- Motley Township, Minnesota Location within the state of Minnesota Motley Township, Minnesota Motley Township, Minnesota (the United States)
- Coordinates: 46°18′22″N 94°35′29″W﻿ / ﻿46.30611°N 94.59139°W
- Country: United States
- State: Minnesota
- County: Morrison

Government
- • Mayor: Jayde Jordahl

Area
- • Total: 15.9 sq mi (41.2 km^{2})
- • Land: 15.3 sq mi (39.6 km^{2})
- • Water: 0.58 sq mi (1.5 km^{2})
- Elevation: 1,227 ft (374 m)

Population (2000)
- • Total: 205
- • Density: 13/sq mi (5.2/km^{2})
- Time zone: UTC-6 (Central (CST))
- • Summer (DST): UTC-5 (CDT)
- ZIP code: 56466
- Area code: 218
- FIPS code: 27-44440
- GNIS feature ID: 0665047
- Website: https://www.motleytownship.com/

= Motley Township, Morrison County, Minnesota =

Motley Township is a township in Morrison County, Minnesota, United States. The population was 205 at the 2000 census.

Motley Township was organized in 1879, and named after Motley, Minnesota.

==Geography==
According to the United States Census Bureau, the township has a total area of 15.9 square miles (41.2 km^{2}), of which 15.3 square miles (39.7 km^{2}) is land and 0.6 square mile (1.5 km^{2}) (3.65%) is water. The northern boundary of the township is defined by the Crow Wing River; the Long Prairie River, a tributary of the Crow Wing, flows through the northwestern part of the township.

==Demographics==
As of the census of 2000, there were 205 people, 79 households, and 59 families residing in the township.
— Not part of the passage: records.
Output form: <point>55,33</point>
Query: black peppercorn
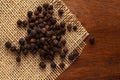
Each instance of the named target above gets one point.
<point>51,12</point>
<point>60,12</point>
<point>50,7</point>
<point>33,33</point>
<point>62,55</point>
<point>22,47</point>
<point>32,46</point>
<point>21,41</point>
<point>33,18</point>
<point>18,51</point>
<point>53,21</point>
<point>58,38</point>
<point>19,23</point>
<point>69,27</point>
<point>25,23</point>
<point>53,65</point>
<point>44,13</point>
<point>75,28</point>
<point>29,14</point>
<point>41,25</point>
<point>62,24</point>
<point>18,59</point>
<point>31,25</point>
<point>55,42</point>
<point>25,52</point>
<point>36,13</point>
<point>50,57</point>
<point>13,48</point>
<point>63,41</point>
<point>91,40</point>
<point>45,5</point>
<point>42,65</point>
<point>62,65</point>
<point>73,55</point>
<point>39,8</point>
<point>7,44</point>
<point>29,30</point>
<point>65,50</point>
<point>32,40</point>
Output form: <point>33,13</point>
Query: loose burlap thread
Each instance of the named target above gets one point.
<point>28,68</point>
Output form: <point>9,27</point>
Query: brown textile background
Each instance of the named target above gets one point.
<point>28,69</point>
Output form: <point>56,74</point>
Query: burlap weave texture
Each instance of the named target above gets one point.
<point>28,69</point>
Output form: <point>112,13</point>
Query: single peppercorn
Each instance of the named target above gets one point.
<point>91,40</point>
<point>63,41</point>
<point>42,65</point>
<point>75,28</point>
<point>19,23</point>
<point>62,24</point>
<point>50,57</point>
<point>53,65</point>
<point>21,41</point>
<point>60,12</point>
<point>8,44</point>
<point>25,52</point>
<point>31,25</point>
<point>36,13</point>
<point>51,12</point>
<point>58,38</point>
<point>50,7</point>
<point>53,21</point>
<point>22,47</point>
<point>69,27</point>
<point>39,8</point>
<point>45,5</point>
<point>18,51</point>
<point>13,48</point>
<point>65,50</point>
<point>18,59</point>
<point>73,55</point>
<point>29,14</point>
<point>62,55</point>
<point>62,65</point>
<point>25,23</point>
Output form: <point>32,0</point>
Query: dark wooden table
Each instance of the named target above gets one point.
<point>101,18</point>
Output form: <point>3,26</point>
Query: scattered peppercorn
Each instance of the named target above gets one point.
<point>92,40</point>
<point>44,35</point>
<point>7,44</point>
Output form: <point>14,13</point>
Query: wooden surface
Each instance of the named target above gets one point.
<point>101,61</point>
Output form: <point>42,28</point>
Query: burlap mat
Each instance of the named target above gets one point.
<point>28,69</point>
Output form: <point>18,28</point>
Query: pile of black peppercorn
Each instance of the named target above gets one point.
<point>44,36</point>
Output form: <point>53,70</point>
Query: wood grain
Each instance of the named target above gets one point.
<point>101,18</point>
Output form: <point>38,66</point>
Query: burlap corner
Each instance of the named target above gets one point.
<point>28,69</point>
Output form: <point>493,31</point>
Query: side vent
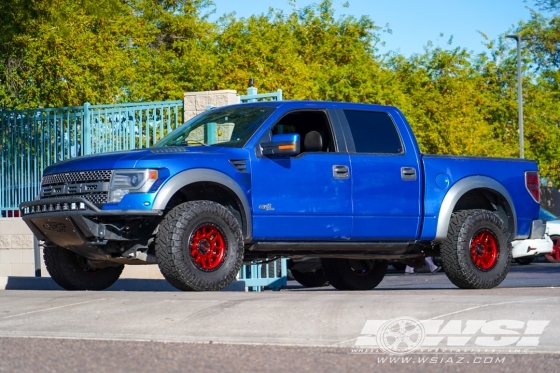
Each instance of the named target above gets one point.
<point>239,164</point>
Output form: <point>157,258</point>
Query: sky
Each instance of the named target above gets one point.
<point>413,22</point>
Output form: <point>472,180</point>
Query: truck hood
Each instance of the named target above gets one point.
<point>131,158</point>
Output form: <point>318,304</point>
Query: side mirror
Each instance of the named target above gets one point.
<point>282,145</point>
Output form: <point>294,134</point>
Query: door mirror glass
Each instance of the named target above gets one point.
<point>282,145</point>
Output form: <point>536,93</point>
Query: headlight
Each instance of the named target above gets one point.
<point>131,181</point>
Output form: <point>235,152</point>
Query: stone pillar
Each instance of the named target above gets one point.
<point>16,248</point>
<point>197,102</point>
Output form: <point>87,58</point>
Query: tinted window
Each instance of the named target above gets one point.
<point>373,132</point>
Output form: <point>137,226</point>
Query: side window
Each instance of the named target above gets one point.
<point>313,129</point>
<point>373,132</point>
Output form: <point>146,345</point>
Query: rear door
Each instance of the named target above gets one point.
<point>386,180</point>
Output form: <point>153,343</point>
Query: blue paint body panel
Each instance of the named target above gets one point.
<point>298,199</point>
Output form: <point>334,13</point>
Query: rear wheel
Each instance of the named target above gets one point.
<point>353,274</point>
<point>71,271</point>
<point>554,256</point>
<point>199,246</point>
<point>476,253</point>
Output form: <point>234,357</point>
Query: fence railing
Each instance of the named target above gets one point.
<point>129,126</point>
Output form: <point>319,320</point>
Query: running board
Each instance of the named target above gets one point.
<point>382,248</point>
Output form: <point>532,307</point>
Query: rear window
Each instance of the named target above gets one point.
<point>373,132</point>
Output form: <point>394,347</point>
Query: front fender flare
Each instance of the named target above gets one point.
<point>185,178</point>
<point>458,190</point>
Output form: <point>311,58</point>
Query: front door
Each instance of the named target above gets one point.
<point>306,197</point>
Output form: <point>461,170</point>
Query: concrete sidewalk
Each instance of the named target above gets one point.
<point>125,284</point>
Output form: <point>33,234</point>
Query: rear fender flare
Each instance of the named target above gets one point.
<point>458,190</point>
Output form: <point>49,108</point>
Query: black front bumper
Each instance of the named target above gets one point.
<point>79,225</point>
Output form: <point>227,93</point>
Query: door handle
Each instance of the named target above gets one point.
<point>341,172</point>
<point>408,173</point>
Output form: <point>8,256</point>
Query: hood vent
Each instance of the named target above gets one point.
<point>240,164</point>
<point>169,149</point>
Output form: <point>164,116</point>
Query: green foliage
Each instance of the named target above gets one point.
<point>64,53</point>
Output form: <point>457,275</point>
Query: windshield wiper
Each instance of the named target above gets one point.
<point>192,142</point>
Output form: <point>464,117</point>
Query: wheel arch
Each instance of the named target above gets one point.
<point>204,184</point>
<point>477,192</point>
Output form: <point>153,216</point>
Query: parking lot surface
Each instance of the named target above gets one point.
<point>294,322</point>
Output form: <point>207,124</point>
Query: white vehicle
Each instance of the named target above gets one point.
<point>553,230</point>
<point>525,251</point>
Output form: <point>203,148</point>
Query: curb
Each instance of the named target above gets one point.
<point>125,284</point>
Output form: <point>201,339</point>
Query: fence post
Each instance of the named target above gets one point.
<point>251,91</point>
<point>86,130</point>
<point>37,257</point>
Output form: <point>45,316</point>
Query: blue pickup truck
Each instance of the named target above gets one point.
<point>342,182</point>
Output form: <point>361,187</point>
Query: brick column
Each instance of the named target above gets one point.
<point>196,102</point>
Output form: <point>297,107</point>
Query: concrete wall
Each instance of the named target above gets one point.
<point>16,248</point>
<point>197,102</point>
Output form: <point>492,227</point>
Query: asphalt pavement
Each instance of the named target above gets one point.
<point>510,328</point>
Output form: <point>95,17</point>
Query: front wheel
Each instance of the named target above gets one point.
<point>199,246</point>
<point>354,274</point>
<point>476,253</point>
<point>70,270</point>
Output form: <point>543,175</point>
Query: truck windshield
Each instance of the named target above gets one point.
<point>230,126</point>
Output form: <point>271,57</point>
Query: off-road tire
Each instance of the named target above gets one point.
<point>349,274</point>
<point>526,260</point>
<point>486,234</point>
<point>175,257</point>
<point>70,271</point>
<point>311,279</point>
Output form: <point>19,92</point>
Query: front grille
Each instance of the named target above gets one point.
<point>90,185</point>
<point>95,198</point>
<point>77,177</point>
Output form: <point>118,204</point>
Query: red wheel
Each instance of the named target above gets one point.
<point>208,247</point>
<point>199,246</point>
<point>477,251</point>
<point>484,250</point>
<point>554,256</point>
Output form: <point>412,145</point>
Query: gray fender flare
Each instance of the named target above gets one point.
<point>185,178</point>
<point>458,190</point>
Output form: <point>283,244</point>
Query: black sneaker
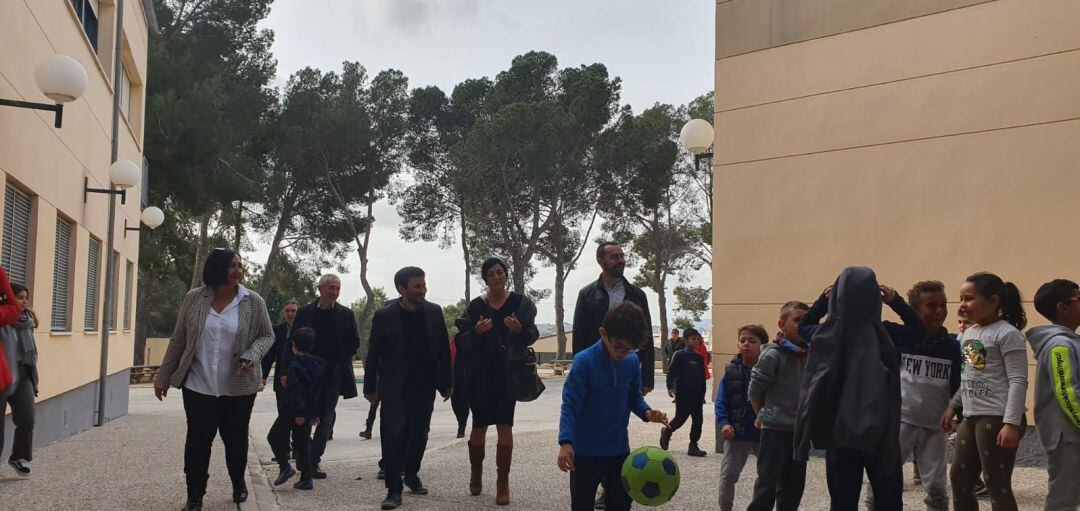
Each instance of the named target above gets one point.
<point>192,506</point>
<point>284,475</point>
<point>415,486</point>
<point>305,484</point>
<point>392,501</point>
<point>665,438</point>
<point>21,467</point>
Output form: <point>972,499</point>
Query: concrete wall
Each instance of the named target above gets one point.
<point>927,146</point>
<point>50,164</point>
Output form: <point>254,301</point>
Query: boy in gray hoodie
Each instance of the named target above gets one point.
<point>1056,350</point>
<point>773,390</point>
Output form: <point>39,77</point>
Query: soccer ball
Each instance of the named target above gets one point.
<point>650,475</point>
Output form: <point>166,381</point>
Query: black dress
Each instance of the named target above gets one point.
<point>485,357</point>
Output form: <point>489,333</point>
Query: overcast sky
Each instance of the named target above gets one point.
<point>662,50</point>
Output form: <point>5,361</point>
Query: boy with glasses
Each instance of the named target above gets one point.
<point>604,387</point>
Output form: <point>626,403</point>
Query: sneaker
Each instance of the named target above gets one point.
<point>665,438</point>
<point>415,486</point>
<point>21,467</point>
<point>284,475</point>
<point>305,484</point>
<point>392,501</point>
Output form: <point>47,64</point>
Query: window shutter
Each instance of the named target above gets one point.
<point>93,277</point>
<point>14,255</point>
<point>62,282</point>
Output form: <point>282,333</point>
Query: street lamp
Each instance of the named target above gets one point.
<point>151,217</point>
<point>61,79</point>
<point>123,174</point>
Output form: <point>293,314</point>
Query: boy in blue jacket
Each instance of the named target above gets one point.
<point>604,387</point>
<point>299,411</point>
<point>734,416</point>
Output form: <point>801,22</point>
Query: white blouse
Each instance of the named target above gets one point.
<point>216,359</point>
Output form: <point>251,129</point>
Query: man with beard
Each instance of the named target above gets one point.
<point>337,339</point>
<point>597,297</point>
<point>408,360</point>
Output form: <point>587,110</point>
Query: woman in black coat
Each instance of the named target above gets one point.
<point>499,325</point>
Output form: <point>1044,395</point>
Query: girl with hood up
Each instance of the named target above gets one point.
<point>850,401</point>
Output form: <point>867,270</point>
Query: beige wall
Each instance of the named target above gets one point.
<point>50,165</point>
<point>927,148</point>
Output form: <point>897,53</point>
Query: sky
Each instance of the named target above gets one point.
<point>661,50</point>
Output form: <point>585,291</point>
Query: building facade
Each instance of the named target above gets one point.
<point>927,139</point>
<point>53,239</point>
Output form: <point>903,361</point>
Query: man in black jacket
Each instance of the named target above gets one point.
<point>594,301</point>
<point>408,360</point>
<point>597,297</point>
<point>272,358</point>
<point>337,339</point>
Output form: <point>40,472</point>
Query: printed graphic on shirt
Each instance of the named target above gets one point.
<point>926,370</point>
<point>1061,370</point>
<point>974,354</point>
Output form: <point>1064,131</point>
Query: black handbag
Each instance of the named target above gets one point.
<point>523,381</point>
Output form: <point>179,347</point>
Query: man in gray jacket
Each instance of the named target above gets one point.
<point>774,394</point>
<point>1056,350</point>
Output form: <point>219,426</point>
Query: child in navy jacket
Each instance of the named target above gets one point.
<point>300,408</point>
<point>686,382</point>
<point>604,387</point>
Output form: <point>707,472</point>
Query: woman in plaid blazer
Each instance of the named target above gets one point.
<point>221,333</point>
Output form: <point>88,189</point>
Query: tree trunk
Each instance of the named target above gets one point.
<point>662,301</point>
<point>464,253</point>
<point>559,308</point>
<point>201,250</point>
<point>279,234</point>
<point>365,315</point>
<point>239,227</point>
<point>142,315</point>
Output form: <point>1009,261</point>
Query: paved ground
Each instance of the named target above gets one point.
<point>135,462</point>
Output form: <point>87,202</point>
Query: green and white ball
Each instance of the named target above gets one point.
<point>650,475</point>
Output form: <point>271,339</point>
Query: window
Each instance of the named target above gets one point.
<point>62,283</point>
<point>93,278</point>
<point>15,254</point>
<point>125,93</point>
<point>86,10</point>
<point>129,286</point>
<point>113,290</point>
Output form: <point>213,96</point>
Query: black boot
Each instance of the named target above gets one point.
<point>393,500</point>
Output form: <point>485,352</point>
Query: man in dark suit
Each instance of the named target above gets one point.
<point>408,360</point>
<point>337,339</point>
<point>594,300</point>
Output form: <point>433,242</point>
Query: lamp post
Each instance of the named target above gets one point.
<point>151,217</point>
<point>61,79</point>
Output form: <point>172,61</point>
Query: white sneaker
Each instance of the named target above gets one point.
<point>21,467</point>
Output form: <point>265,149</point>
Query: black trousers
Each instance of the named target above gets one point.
<point>689,406</point>
<point>844,470</point>
<point>373,411</point>
<point>207,416</point>
<point>780,479</point>
<point>22,416</point>
<point>591,472</point>
<point>279,439</point>
<point>404,427</point>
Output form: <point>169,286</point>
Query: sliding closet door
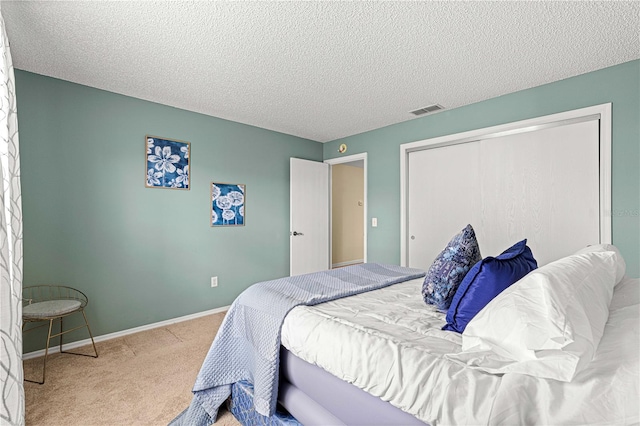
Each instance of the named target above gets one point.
<point>543,186</point>
<point>443,197</point>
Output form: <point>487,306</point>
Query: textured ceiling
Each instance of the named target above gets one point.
<point>319,70</point>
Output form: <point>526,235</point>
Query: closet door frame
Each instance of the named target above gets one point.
<point>598,112</point>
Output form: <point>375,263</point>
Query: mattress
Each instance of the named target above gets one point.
<point>390,344</point>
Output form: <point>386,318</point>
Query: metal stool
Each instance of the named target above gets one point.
<point>52,303</point>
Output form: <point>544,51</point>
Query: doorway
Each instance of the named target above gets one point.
<point>348,210</point>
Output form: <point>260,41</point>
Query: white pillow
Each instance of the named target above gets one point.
<point>548,324</point>
<point>621,266</point>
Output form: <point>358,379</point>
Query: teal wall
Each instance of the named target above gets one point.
<point>619,85</point>
<point>144,255</point>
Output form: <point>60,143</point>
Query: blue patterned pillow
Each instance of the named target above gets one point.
<point>449,269</point>
<point>485,281</point>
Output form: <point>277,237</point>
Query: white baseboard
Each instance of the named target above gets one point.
<point>347,263</point>
<point>73,345</point>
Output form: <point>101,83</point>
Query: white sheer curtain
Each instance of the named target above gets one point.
<point>12,406</point>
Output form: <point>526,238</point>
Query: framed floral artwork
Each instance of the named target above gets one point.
<point>227,204</point>
<point>167,163</point>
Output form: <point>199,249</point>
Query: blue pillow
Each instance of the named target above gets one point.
<point>486,280</point>
<point>449,268</point>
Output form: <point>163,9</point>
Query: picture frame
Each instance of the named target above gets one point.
<point>227,204</point>
<point>167,163</point>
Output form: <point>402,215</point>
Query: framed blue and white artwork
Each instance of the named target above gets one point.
<point>227,204</point>
<point>167,163</point>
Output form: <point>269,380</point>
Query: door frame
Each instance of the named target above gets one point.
<point>343,160</point>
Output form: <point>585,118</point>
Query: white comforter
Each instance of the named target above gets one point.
<point>389,343</point>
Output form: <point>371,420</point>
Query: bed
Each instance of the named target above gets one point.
<point>404,338</point>
<point>556,343</point>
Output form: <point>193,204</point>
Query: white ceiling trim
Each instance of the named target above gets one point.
<point>319,70</point>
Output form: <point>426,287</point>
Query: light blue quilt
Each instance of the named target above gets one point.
<point>247,346</point>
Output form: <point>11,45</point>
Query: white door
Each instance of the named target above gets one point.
<point>309,232</point>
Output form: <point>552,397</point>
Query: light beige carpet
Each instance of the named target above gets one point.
<point>140,379</point>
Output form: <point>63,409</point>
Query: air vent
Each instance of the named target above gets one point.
<point>427,110</point>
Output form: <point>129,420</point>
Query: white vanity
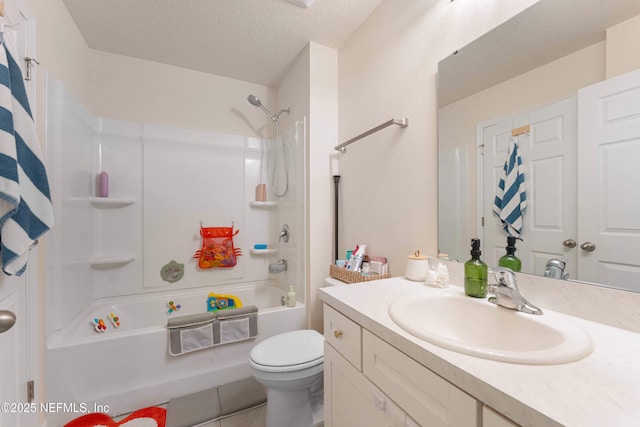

The population density was 13.4 people per square mile (5.2/km^{2}). There were 98 housing units at an average density of 6.4/sq mi (2.5/km^{2}). The racial makeup of the township was 100.00% White.

There were 79 households, out of which 30.4% had children under the age of 18 living with them, 63.3% were married couples living together, 6.3% had a female householder with no husband present, and 24.1% were non-families. 19.0% of all households were made up of individuals, and 10.1% had someone living alone who was 65 years of age or older. The average household size was 2.48 and the average family size was 2.75.

In the township the population was spread out, with 22.4% under the age of 18, 6.3% from 18 to 24, 23.9% from 25 to 44, 27.8% from 45 to 64, and 19.5% who were 65 years of age or older. The median age was 44 years. For every 100 females, there were 86.4 males. For every 100 females age 18 and over, there were 87.1 males.

The median income for a household in the township was $39,000, and the median income for a family was $38,333. Males had a median income of $35,000 versus $17,500 for females. The per capita income for the township was $15,873. About 13.0% of families and 18.4% of the population were below the poverty line, including 31.6% of those under the age of eighteen and 25.0% of those 65 or over.